Glauco Giostra mercoledì 25 luglio 2018

Caro direttore,
il problema dell’immigrazione è molto serio. È ormai dolorosamente certo che non potremo accogliere tutti coloro che lo vorrebbero. Ma ogni restrizione dovrebbe essere adottata con competenza, con equilibrio e con rispetto; e dovrebbe essere accompagnata da un senso di profonda frustrazione per il fatto di non poter aiutare tutti e da una partecipe sofferenza per coloro che rimangono drammaticamente in cerca di un approdo. Mai ci si dovrebbe permettere di definire «crociera» una delle più disperate transumanze umane della storia, che ha fatto del Mediterraneo un vorace sepolcro di uomini, donne e bambini annegati in condizioni terribili; né di qualificare come «pacchia» la vita di chi, sopravvissuto, si ritrova privo di tutto in un Paese sconosciuto, senza poter costruire e neppure immaginare il suo futuro, talvolta in condizioni subumane di miseria e di sfruttamento. Non basta limitarsi a pensare 'sono espressioni che non condividiamo, ma sono soltanto parole'.

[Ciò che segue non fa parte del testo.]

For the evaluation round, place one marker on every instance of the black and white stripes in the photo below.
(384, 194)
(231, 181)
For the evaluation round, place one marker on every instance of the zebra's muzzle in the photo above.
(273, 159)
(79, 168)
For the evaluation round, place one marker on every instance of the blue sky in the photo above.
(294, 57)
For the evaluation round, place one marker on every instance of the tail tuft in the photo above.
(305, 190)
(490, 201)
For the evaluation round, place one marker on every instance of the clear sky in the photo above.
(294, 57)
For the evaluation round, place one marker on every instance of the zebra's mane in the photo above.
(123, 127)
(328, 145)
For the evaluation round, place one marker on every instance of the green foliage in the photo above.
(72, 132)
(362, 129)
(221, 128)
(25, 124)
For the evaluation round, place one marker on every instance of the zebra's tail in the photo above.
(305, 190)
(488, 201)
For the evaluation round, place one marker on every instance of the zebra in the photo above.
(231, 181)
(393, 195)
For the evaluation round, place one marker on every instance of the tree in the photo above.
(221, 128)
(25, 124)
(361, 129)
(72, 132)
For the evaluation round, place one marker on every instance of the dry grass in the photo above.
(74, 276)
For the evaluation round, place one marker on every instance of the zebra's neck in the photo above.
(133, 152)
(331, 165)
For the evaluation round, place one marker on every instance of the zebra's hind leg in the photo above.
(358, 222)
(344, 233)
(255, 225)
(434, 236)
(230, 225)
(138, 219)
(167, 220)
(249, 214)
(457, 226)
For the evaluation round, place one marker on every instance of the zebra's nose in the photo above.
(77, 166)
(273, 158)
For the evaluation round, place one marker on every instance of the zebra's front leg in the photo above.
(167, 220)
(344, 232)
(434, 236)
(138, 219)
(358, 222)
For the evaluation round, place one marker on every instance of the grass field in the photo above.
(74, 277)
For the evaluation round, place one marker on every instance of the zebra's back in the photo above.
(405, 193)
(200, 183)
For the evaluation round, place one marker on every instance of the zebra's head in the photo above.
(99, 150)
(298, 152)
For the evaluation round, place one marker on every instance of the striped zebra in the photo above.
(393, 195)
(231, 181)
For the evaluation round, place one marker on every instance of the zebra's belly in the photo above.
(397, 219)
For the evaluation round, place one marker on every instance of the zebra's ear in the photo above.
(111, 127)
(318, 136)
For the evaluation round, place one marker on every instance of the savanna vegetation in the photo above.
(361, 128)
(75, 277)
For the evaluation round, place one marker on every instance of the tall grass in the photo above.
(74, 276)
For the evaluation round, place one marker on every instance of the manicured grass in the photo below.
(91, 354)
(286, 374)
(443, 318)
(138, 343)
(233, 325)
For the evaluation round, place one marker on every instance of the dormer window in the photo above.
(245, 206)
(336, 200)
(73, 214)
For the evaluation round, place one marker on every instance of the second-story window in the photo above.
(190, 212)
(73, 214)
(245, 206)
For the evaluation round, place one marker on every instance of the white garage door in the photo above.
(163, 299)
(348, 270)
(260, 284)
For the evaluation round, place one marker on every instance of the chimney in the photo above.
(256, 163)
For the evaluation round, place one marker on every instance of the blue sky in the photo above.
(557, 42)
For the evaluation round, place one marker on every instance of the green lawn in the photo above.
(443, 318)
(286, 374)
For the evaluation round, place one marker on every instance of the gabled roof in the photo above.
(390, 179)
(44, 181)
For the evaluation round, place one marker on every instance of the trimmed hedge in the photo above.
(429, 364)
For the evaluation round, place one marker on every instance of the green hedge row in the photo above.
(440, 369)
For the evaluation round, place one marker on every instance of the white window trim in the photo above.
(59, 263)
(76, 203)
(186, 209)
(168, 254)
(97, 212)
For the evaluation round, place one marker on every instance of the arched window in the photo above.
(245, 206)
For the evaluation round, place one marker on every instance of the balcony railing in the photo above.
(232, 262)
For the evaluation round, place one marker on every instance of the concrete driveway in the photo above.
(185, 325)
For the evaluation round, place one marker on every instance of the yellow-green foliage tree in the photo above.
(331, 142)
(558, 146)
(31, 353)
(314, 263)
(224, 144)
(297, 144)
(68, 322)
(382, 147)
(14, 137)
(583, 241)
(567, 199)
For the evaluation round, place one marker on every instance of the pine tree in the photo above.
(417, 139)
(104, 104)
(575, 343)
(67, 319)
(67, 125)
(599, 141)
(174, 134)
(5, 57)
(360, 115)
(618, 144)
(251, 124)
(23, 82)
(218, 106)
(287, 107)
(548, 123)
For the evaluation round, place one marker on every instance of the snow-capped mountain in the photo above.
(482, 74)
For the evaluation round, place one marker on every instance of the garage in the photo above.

Se parole di così ignobile disprezzo per il dolore e per la dignità altrui possono sfrontatamente gironzolare senza essere fermate dalla polizia dello sconcerto e dell’indignazione, entreranno nelle nostre case trafugando pietas, rispetto dell’altro, solidarietà, per lasciarci soltanto il valore di una proprietà ringhiosamente difesa, la diffidenza per il nostro dirimpettaio, l’ostilità per il diverso, la perenne ricerca di un responsabile delle nostre difficoltà. Finiremmo con il lasciare ai nostri figli oltre, forse, a qualche disponibilità materiale in più, un desolante deserto di umanità. Non meno intollerabile risulta il tentativo di igienizzare il problema distinguendo tra migranti politici e migranti economici.

Questa differenziazione giuridica (che peraltro impone di accogliere i primi, ma non vieta di soccorrere i secondi) sta fornendo provvidenziali alibi alle accondiscendenti coscienze di alcuni uomini di governo, non soltanto italici. Anzi, Oltralpe abbiamo pure chi, dal pulpito di una tale distinzione pretestuosamente applicata, s’impanca a moralista e impartisce lezioni, come se il suo Paese non avesse concorso ad aggravare il problema con sconsiderate iniziative militari o avesse dato generosa prova di voler contribuire a risolverlo. Costoro giustificano la propria posizione con questo farisaico ragionamento: la stragrande maggioranza di quella gente non fugge da persecuzioni politiche, ma lascia il proprio Paese per vivere meglio. Non possiamo stare un po’ 'peggio' noi per fare stare un po’ 'meglio' loro.

A smascherare una tale autoassolutoria spiegazione basterebbe chiedere a costoro: forse per migliorare lo status economico dei propri figli li consegnerebbero, previo versamento di tutti i loro risparmi, a dei loschi figuri che li porteranno lontano, con la probabilità che subiscano violenze, che muoiano in mare, che non possano più essere riabbracciati? Sono certo che non sarebbero mai disposti a farlo, se non disperatamente costretti per sottrarli a un’esistenza indegna, alla fame, alle malattie e alla morte. Non è dunque consentito fingere di ignorare questa dura verità: in generale chi, spesso dopo aver subito estorsioni, violenze, torture, si imbarca su quelle precarie zattere della disperazione sa di rischiare la vita. Se si rassegna a farlo è perché non è più vivibile la terra che si lascia dolorosamente alle spalle. Esservi nato, la sua imperdonabile colpa.

Professore ordinario di Procedura penale nell’Università di Roma 'La Sapienza'.